Sometimes you lower the deflector as the wind will blow snow on you in one direction for example..so now you are cranking the chute then reaching over to adjust the deflector..with nice controls you can avoid having to stop as you can change the chute and deflector pretty fast.
The nicer controls are becoming common rather than upper end features...making them much more affordable.
I have to reach over and change my deflector... if they were six inches closer it would be so much easier..I can barely do it on the move.



Sent from my LM-Q710.FG using Tapatalk


----------



## Cutter (Mar 29, 2017)

~smokey~ said:


> My neighbor loaned me this great little snowblower and it really opened my eyes as to how effortless it was to get rid of snow, I'm hooked and I liked the machine so much I want one just like it, it's a Craftsman model 71-52110-1 with a 10 HP Tecumseh. serial # 101651. he only paid $ 300 for this thing and it's in excellent shape, no rust, everything intact and working properly. electric start it starts great and plows right through compacted stuff left by the snowplow. I found this picture online it looks like the same machine. I'm wondering about parts availability, is it worth trying to find one of these?

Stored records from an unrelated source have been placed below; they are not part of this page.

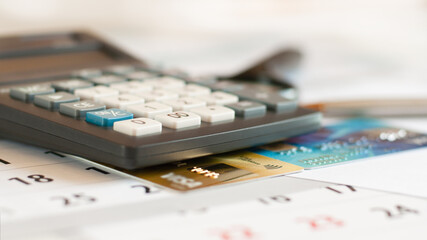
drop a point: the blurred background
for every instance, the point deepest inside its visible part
(352, 49)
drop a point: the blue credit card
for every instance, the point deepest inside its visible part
(346, 141)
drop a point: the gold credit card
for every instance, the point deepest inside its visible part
(214, 170)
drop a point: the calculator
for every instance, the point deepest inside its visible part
(75, 93)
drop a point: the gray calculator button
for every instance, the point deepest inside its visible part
(106, 80)
(87, 73)
(247, 109)
(27, 93)
(52, 101)
(70, 85)
(140, 75)
(227, 85)
(120, 69)
(79, 109)
(273, 100)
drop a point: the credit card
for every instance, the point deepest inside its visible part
(215, 170)
(346, 141)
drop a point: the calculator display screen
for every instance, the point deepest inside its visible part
(64, 61)
(39, 57)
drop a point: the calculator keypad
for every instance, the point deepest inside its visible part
(138, 127)
(121, 101)
(106, 118)
(79, 109)
(27, 93)
(53, 100)
(149, 110)
(96, 93)
(112, 97)
(70, 85)
(179, 120)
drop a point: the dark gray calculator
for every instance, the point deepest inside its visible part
(75, 93)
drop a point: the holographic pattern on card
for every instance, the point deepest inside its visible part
(346, 141)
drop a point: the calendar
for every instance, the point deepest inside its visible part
(51, 195)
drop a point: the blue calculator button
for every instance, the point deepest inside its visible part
(106, 118)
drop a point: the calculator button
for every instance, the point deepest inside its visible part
(219, 98)
(214, 114)
(179, 120)
(52, 101)
(149, 110)
(158, 95)
(185, 104)
(166, 83)
(121, 101)
(27, 93)
(227, 85)
(138, 127)
(273, 100)
(120, 69)
(79, 109)
(87, 73)
(193, 90)
(106, 80)
(106, 118)
(71, 85)
(140, 75)
(248, 109)
(95, 93)
(132, 87)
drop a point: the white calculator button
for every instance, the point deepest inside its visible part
(158, 95)
(178, 120)
(138, 126)
(165, 83)
(95, 93)
(149, 110)
(121, 101)
(214, 114)
(193, 90)
(184, 104)
(219, 98)
(132, 87)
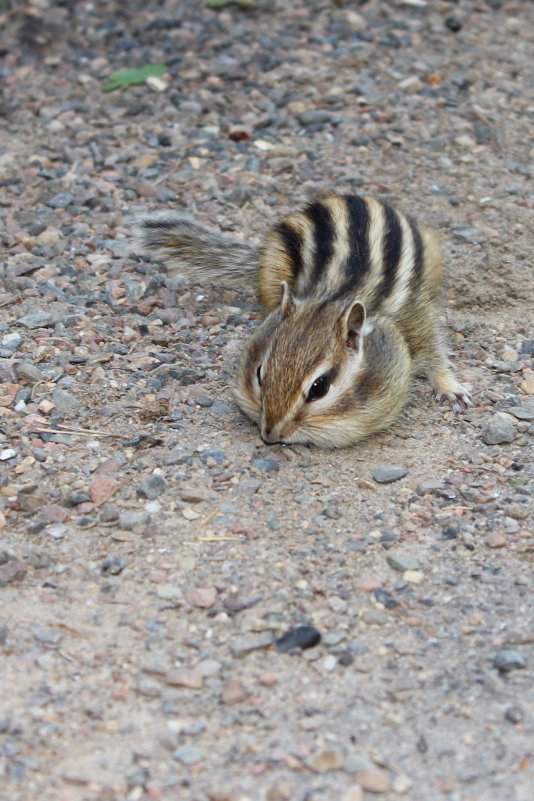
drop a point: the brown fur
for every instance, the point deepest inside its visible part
(316, 271)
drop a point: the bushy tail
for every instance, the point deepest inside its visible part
(199, 253)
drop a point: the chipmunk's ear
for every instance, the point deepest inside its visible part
(352, 323)
(287, 304)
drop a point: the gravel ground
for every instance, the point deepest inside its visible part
(152, 550)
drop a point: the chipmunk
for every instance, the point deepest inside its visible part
(351, 289)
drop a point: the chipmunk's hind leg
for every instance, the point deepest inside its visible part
(431, 360)
(441, 373)
(447, 387)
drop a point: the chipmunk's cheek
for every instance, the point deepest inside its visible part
(248, 401)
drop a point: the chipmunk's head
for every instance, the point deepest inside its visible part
(316, 372)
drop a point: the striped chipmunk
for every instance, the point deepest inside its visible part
(351, 287)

The absolute best thing about these old Craftsman snowblowers is the handlebar that you grip to use it. The "D Handle" as I call it is the most comfortable positioning for your hands....they do not get sore or tired, whereas the regular grips on most snowblowers are hard on the hands/palms.
I had one of these blowers for over 20 years, and loved it to death, but unfortunately it came to a screeching halt in the park by my house, and I didn't want to put the money in to fix it, so I bought my Ariens.:wink2::surprise::grin:


----------



## RedOctobyr (Mar 2, 2014)

I'm in Home Depot at the moment, got to play with the Toro Quick Stick controls, on one of their HD machines. That's pretty slick. It was nicer to use than the Ariens Deluxe controls next to it. 

Hopefully they keep working nicely with age, and as things get icy, etc. 

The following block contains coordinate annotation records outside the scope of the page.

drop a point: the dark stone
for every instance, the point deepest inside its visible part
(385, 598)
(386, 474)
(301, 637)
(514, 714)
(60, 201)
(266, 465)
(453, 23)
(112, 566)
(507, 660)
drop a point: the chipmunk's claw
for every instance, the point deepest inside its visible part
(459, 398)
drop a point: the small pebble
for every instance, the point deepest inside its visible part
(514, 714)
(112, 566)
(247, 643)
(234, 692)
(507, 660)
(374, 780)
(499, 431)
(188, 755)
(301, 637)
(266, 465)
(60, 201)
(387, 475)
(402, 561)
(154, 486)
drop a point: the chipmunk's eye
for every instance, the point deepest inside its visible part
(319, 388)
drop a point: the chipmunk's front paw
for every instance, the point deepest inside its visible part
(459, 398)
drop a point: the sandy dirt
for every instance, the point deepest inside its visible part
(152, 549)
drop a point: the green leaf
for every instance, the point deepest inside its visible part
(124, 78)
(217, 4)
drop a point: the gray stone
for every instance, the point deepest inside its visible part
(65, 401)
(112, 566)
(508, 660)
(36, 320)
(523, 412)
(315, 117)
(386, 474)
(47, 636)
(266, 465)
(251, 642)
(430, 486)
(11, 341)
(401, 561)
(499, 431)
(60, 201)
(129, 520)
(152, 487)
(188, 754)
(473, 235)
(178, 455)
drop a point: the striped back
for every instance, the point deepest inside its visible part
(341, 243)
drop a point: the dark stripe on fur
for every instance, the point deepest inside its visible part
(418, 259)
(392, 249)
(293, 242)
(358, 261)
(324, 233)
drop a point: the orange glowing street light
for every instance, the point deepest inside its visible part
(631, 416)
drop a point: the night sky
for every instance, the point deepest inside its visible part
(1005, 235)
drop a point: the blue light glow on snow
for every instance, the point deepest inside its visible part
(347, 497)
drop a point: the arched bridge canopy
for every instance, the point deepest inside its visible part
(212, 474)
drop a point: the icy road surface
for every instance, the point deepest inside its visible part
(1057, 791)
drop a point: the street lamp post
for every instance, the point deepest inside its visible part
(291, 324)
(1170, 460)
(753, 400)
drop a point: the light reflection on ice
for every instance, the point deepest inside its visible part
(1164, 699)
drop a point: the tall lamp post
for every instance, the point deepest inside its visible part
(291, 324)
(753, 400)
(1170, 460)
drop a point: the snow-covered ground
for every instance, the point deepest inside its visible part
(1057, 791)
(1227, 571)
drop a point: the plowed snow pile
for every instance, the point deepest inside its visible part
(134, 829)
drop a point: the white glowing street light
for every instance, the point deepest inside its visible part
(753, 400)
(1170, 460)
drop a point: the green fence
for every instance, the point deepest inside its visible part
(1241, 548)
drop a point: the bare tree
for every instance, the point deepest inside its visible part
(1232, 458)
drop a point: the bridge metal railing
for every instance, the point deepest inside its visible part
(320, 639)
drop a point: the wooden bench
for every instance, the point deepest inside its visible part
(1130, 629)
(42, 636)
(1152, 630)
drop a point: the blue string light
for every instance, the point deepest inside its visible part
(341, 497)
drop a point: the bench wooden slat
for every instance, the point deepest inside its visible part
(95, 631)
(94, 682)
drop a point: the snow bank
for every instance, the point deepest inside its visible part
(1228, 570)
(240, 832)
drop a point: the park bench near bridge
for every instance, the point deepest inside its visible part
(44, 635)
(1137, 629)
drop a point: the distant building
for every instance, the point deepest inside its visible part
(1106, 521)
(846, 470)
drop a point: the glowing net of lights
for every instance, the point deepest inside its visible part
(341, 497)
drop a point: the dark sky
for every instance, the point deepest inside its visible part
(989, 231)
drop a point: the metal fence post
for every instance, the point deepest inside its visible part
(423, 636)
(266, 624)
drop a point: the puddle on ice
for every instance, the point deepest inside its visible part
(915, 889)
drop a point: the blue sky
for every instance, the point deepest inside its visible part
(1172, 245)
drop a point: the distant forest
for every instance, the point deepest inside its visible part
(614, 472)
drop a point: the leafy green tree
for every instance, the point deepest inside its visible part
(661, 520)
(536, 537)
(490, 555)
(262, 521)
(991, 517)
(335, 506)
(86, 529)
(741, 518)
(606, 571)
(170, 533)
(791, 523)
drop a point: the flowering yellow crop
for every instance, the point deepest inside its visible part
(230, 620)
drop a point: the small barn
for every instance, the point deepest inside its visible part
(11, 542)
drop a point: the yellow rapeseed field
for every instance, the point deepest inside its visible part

I have a crank for left/right on my chute, but up/down is manual. So I tend to not adjust the up/down very often. 

Shovel, I wonder if you could attach a handle to the chute for up/down, to make it easier to reach? Kind of like on a Honda HS621 single stage.


----------



## Shovel (Mar 26, 2019)

RedOctobyr said:


> I'm in Home Depot at the moment, got to play with the Toro Quick Stick controls, on one of their HD machines. That's pretty slick. It was nicer to use than the Ariens Deluxe controls next to it.
> 
> Hopefully they keep working nicely with age, and as things get icy, etc.
> 
> ...


Thank you
I never thought of that...a very good idea ..it won't take much to make a huge difference .I will keep my eye out for a piece to fashion on there



Sent from my LM-Q710.FG using Tapatalk


----------



## RedOctobyr (Mar 2, 2014)

Thank *you*. You got me thinking about it, I never really gave my chute up/down control much thought, in terms of whether it could be improved. 

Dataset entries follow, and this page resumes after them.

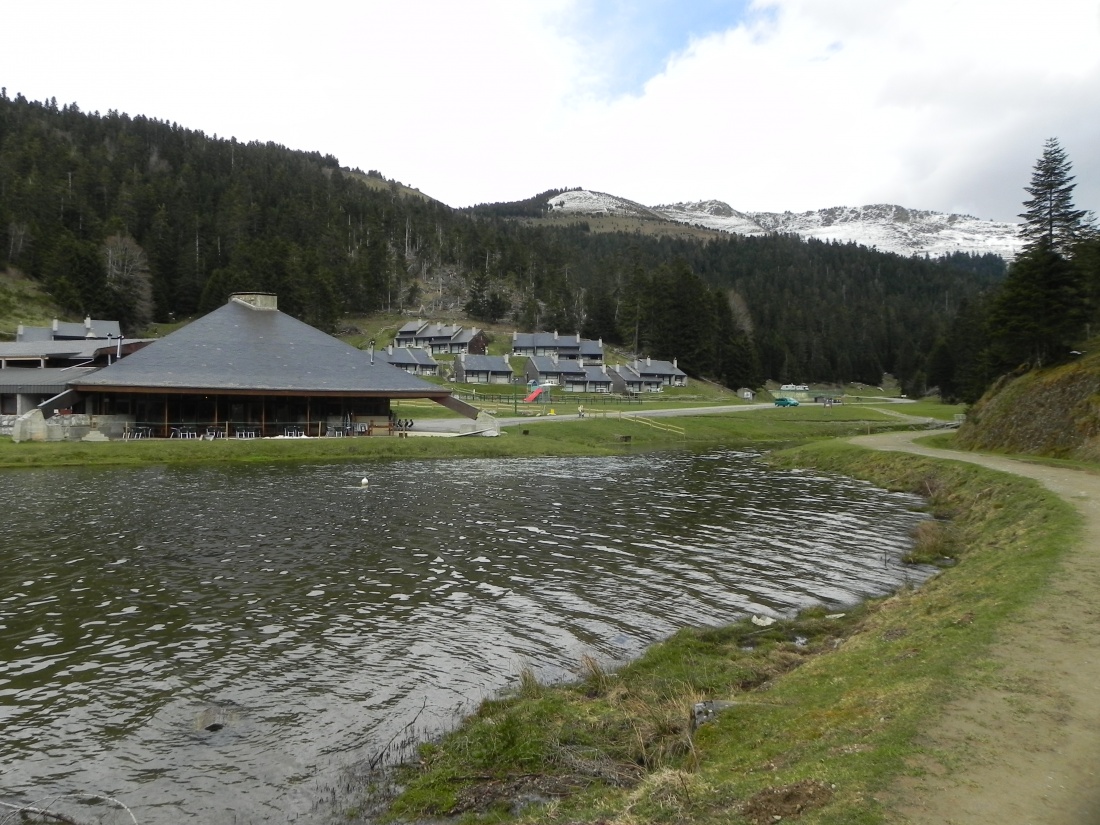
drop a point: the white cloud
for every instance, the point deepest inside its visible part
(930, 103)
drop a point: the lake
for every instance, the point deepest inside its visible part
(219, 644)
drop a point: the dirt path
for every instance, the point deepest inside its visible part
(1025, 748)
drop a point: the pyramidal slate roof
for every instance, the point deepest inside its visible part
(244, 348)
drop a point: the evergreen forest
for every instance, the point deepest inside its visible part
(144, 221)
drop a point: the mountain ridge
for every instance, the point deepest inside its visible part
(883, 227)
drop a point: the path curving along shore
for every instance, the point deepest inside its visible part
(1025, 749)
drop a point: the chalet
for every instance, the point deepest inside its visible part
(625, 380)
(647, 376)
(249, 369)
(564, 348)
(552, 371)
(596, 378)
(36, 367)
(66, 331)
(483, 370)
(411, 360)
(658, 374)
(440, 339)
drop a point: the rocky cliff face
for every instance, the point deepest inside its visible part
(1053, 413)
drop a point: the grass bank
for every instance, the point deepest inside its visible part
(815, 716)
(761, 429)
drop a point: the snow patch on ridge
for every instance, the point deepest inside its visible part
(884, 227)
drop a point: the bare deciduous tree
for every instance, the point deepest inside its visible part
(129, 279)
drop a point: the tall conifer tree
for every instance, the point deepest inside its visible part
(1049, 217)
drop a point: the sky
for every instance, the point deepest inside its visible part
(766, 105)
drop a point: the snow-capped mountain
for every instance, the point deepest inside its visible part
(881, 226)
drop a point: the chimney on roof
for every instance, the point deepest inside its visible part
(256, 300)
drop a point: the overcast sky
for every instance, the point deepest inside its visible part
(767, 105)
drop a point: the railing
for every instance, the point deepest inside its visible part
(659, 426)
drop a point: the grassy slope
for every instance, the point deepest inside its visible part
(1053, 413)
(23, 301)
(829, 722)
(593, 436)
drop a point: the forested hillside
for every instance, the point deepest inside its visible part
(136, 219)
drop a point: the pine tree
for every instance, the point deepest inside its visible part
(1040, 309)
(1049, 215)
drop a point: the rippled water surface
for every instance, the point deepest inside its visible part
(307, 619)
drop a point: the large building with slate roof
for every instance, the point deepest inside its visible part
(248, 366)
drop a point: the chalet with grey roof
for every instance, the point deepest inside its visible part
(70, 331)
(249, 367)
(564, 348)
(596, 378)
(36, 367)
(625, 380)
(483, 370)
(439, 339)
(550, 370)
(411, 360)
(649, 375)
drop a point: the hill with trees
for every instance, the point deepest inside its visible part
(143, 220)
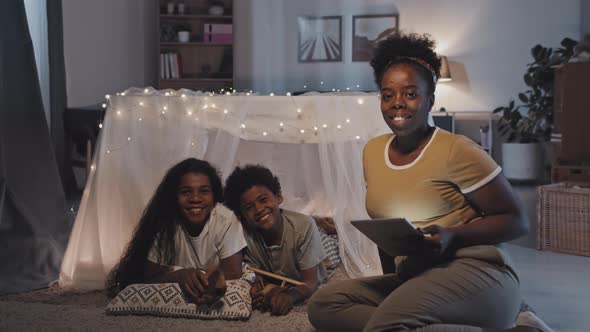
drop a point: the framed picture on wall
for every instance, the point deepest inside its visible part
(368, 30)
(320, 39)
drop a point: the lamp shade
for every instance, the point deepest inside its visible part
(445, 71)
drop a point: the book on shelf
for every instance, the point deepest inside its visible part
(170, 65)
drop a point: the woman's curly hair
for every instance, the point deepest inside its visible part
(158, 224)
(400, 48)
(242, 179)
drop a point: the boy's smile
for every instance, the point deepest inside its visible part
(260, 208)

Mine has a metal handle on the chute deflector, for up/down (pic attached). It would probably be fairly straightforward to clamp something onto the metal handle, to extend it closer to the operator. I always stop, and walk around to the side of the machine, to adjust up/down. But maybe something could be fashioned to let it be adjusted while still at the controls. 

A simple handle would just point straight back from the deflector. And of course, as you aimed the chute left or right, that handle wouldn't be facing towards the operator. But rather than extending the handle itself left and right, perhaps you could temporarily aim the chute forward, so that the handle was back towards the operator, bringing it closer. Adjust the up/down, then rotate the chute left or right again as needed. 

Ariens made a cable-actuated version of my chute deflector, but even if the upgrade kit was still available, it would probably cost more than it would be worth. And I've never been motivated enough to try and rig up some sort of cable-driven version myself. But a simple handle extension might improve usability, without much complexity. 

A picture of an HS621, with their deflector handle, is also attached.


----------



## Shovel (Mar 26, 2019)

RedOctobyr said:


> Thank *you*. You got me thinking about it, I never really gave my chute up/down control much thought, in terms of whether it could be improved.
> 
> Mine has a metal handle on the chute deflector, for up/down (pic attached). It would probably be fairly straightforward to clamp something onto the metal handle, to extend it closer to the operator. I always stop, and walk around to the side of the machine, to adjust up/down. But maybe something could be fashioned to let it be adjusted while still at the controls.
> 
> ...


I think I will try to go with a hoop shape so it will reduce the reach even while the chute it turned..I wont be able make the radius on a piece of aluminum without it looking consistent .I am going to keep my eye out for a piece of plastic with a radius already molded in..The plastic will flex enough to make the radius look decent..I will just have to use some heat to bend the areas which will go flat to the deflector...Summer time project.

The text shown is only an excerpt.